Un antiguo jefe alardeaba de moderación y serenidad. Sin embargo, eran habituales sus broncas a grito pelado a los empleados, con predilección por los más mansos, sus pataletas absurdas entre amenazas grotescas e incluso su reparto de golpes y patadas a sillas, mesas, paredes y cualquier objeto inanimado (por aquel entonces, al menos). Este antiguo jefe presumía de laboriosidad y de liderazgo. Era difícil, no obstante, encontrarle en su puesto de trabajo antes de mediodía y después de la merienda, además de hacerse notar su ausencia en los apretones de trabajo y en los encargos de última hora, ejecutados sin instrucciones ni órdenes específicas, lo cual desencadenaba arrebatos de cólera, eso sí, moderados y serenos.

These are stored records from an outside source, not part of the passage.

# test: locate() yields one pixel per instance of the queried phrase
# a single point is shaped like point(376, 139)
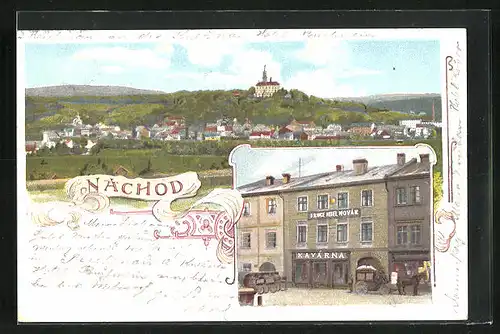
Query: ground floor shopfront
point(332, 268)
point(406, 263)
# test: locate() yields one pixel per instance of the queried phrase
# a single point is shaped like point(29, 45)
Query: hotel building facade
point(334, 222)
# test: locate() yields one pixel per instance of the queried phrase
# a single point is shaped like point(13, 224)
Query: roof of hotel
point(337, 178)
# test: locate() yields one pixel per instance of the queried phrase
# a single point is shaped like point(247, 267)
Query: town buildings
point(260, 239)
point(265, 87)
point(332, 223)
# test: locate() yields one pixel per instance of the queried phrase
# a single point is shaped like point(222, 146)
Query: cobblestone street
point(295, 296)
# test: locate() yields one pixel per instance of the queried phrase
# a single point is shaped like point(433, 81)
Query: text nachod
point(145, 189)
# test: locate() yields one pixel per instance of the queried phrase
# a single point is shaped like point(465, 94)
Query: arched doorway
point(369, 262)
point(267, 266)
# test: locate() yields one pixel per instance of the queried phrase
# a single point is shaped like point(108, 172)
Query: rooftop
point(337, 178)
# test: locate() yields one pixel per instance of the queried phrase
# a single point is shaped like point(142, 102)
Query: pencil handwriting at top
point(123, 258)
point(454, 294)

También este antiguo jefe gustaba de adornar sus virtudes subrayando su tendencia a la generosidad y la esplendidez. Su desprendimiento, por desgracia, no alcanzaba a los contratos con sus trabajadores ni a las deudas pendientes con proveedores, que eran despachados con ira apacible. La pasión voraz por la lectura era la vanagloria definitiva en este antiguo jefe. Y en efecto, su cultura lectora resultaba apabullante: novela, poesía, ensayo, teatro, biografía…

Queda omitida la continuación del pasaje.